In Canada, neither patient organizations nor pharmaceutical corporations are required to disclose the organizations they have received financing from. Mintzes contends that urgent federal legislation is required to reveal the connections that permit the sector to surreptitiously advocate for its desired policies through the use of these organizations.

These patient groups’ overarching objectives have been to hasten the approval of new medications and to have the public fund them, while rejecting pricing concerns as the result of bureaucratic cost-cutting.

Some of these expedited medications that were hurried to market in an effort to give patients “hope” had fatal side effects and had to be discontinued. Others have provided patients with little therapeutic effect but continue to be sold at excessive costs.

Another effect has been the marginalization of patient activism at the grass-roots level and the promotion of industry-connected patient organization leaders, who are frequently quoted in the media and sought out by the government.

How pharma corporations influenced consumer groups to maintain inflated medicine pricing in Canada

The following pharmacare battle

Critics are expressing concern that industry-funded patient groups may once more be active as a fight over a long-promised national pharmaceutical plan looms. Bill Swan adds, “We should pay very close attention to what they did with the Patented Medicine Prices Review Board and prepare for that with pharmacare, but worse.”

He thinks there will be a lot more jurisdictions involved this time, giving them “a lot more hooks.” The House of Commons Health Committee, which looked at pharmacare and increasing access to pharmaceuticals for rare diseases, received briefs and testimony from industry-funded patient groups that included some of the same objections to the price capping legislation.

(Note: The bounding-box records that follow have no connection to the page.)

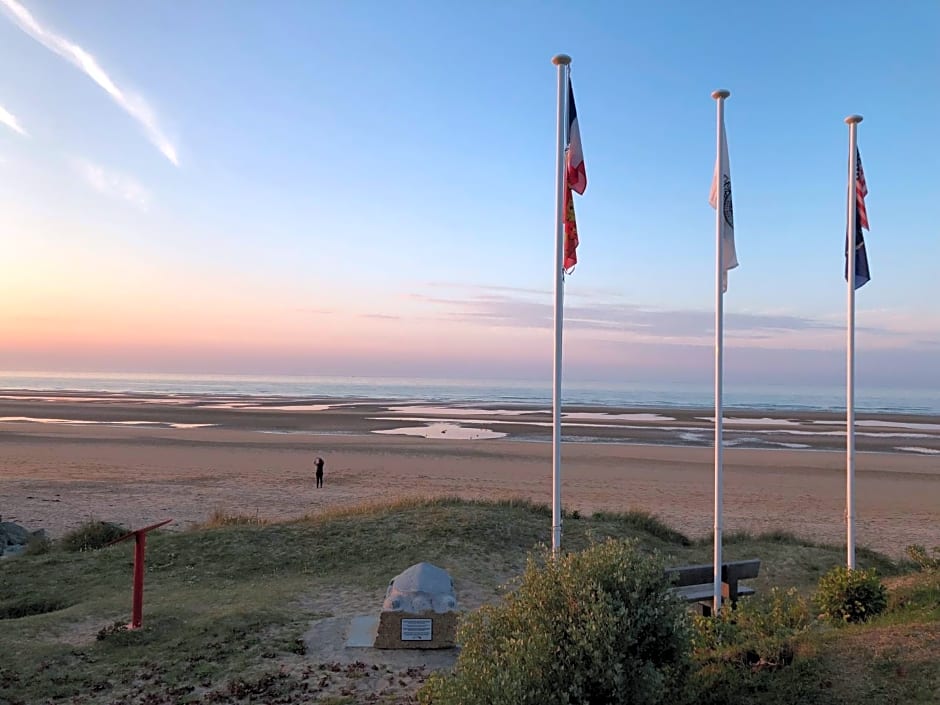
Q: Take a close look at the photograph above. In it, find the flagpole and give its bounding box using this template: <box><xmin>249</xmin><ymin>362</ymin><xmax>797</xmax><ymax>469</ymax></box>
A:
<box><xmin>845</xmin><ymin>115</ymin><xmax>862</xmax><ymax>570</ymax></box>
<box><xmin>712</xmin><ymin>90</ymin><xmax>731</xmax><ymax>615</ymax></box>
<box><xmin>552</xmin><ymin>54</ymin><xmax>571</xmax><ymax>555</ymax></box>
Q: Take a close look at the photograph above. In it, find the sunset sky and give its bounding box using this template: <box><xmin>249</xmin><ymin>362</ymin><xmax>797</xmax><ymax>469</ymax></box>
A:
<box><xmin>0</xmin><ymin>0</ymin><xmax>940</xmax><ymax>390</ymax></box>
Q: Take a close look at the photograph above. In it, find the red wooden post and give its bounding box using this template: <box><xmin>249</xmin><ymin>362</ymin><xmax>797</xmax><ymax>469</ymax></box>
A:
<box><xmin>128</xmin><ymin>531</ymin><xmax>147</xmax><ymax>629</ymax></box>
<box><xmin>107</xmin><ymin>519</ymin><xmax>173</xmax><ymax>629</ymax></box>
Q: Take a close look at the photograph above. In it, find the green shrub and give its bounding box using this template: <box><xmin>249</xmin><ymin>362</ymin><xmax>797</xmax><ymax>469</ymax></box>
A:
<box><xmin>693</xmin><ymin>588</ymin><xmax>812</xmax><ymax>668</ymax></box>
<box><xmin>419</xmin><ymin>540</ymin><xmax>691</xmax><ymax>705</ymax></box>
<box><xmin>62</xmin><ymin>520</ymin><xmax>127</xmax><ymax>551</ymax></box>
<box><xmin>906</xmin><ymin>543</ymin><xmax>940</xmax><ymax>572</ymax></box>
<box><xmin>815</xmin><ymin>566</ymin><xmax>888</xmax><ymax>622</ymax></box>
<box><xmin>688</xmin><ymin>588</ymin><xmax>813</xmax><ymax>705</ymax></box>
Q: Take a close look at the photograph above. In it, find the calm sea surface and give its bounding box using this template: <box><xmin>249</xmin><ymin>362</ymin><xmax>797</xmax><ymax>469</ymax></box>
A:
<box><xmin>0</xmin><ymin>372</ymin><xmax>940</xmax><ymax>414</ymax></box>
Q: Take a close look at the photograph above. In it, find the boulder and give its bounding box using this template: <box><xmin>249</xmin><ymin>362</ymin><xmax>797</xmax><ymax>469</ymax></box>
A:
<box><xmin>0</xmin><ymin>521</ymin><xmax>30</xmax><ymax>548</ymax></box>
<box><xmin>374</xmin><ymin>563</ymin><xmax>457</xmax><ymax>649</ymax></box>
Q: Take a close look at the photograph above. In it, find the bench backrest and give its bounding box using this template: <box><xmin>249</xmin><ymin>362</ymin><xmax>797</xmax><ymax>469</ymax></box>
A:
<box><xmin>666</xmin><ymin>558</ymin><xmax>760</xmax><ymax>587</ymax></box>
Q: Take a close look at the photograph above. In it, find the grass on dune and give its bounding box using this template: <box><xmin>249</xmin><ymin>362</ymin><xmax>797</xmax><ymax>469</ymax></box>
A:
<box><xmin>0</xmin><ymin>497</ymin><xmax>940</xmax><ymax>705</ymax></box>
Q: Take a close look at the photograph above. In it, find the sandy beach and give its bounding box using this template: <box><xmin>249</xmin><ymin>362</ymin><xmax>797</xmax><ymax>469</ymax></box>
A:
<box><xmin>0</xmin><ymin>393</ymin><xmax>940</xmax><ymax>556</ymax></box>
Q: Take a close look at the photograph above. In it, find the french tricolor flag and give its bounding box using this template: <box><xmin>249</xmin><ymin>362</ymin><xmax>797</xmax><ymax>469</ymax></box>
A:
<box><xmin>565</xmin><ymin>77</ymin><xmax>587</xmax><ymax>194</ymax></box>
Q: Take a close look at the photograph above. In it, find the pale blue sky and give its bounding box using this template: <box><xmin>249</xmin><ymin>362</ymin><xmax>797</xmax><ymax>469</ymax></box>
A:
<box><xmin>0</xmin><ymin>0</ymin><xmax>940</xmax><ymax>388</ymax></box>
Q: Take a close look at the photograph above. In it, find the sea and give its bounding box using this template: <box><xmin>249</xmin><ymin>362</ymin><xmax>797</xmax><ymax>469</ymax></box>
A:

The patient group Mood Disorders Society stated in a June 2016 brief to the Committee that the national formulary of a pharmacare plan “must cover the newest and the greatest pharmaceuticals” that “cheaper is not necessarily better.”

However, Mintzes believes that the argument that if medicine prices are reduced, the businesses will simply “take their ball and play somewhere” is unfounded. More access to medications is the very objective of a national pharmacare program, she asserts, pointing out that there is never a shortage of new medications being introduced to the market in nations like Australia.

To argue against national pharmacare, she continues, “would truly go against the interests of their members.” The interests of patients, especially those with chronic conditions, are greatly served by having widely accessible medicines that are reasonably priced.

Swan thinks it might not be enough to deter them. Patient activists “bring everything to bear” alongside Big Pharma to defeat the pricing regulatory legislation. “So, the battle for pharmacare will be a protracted one.”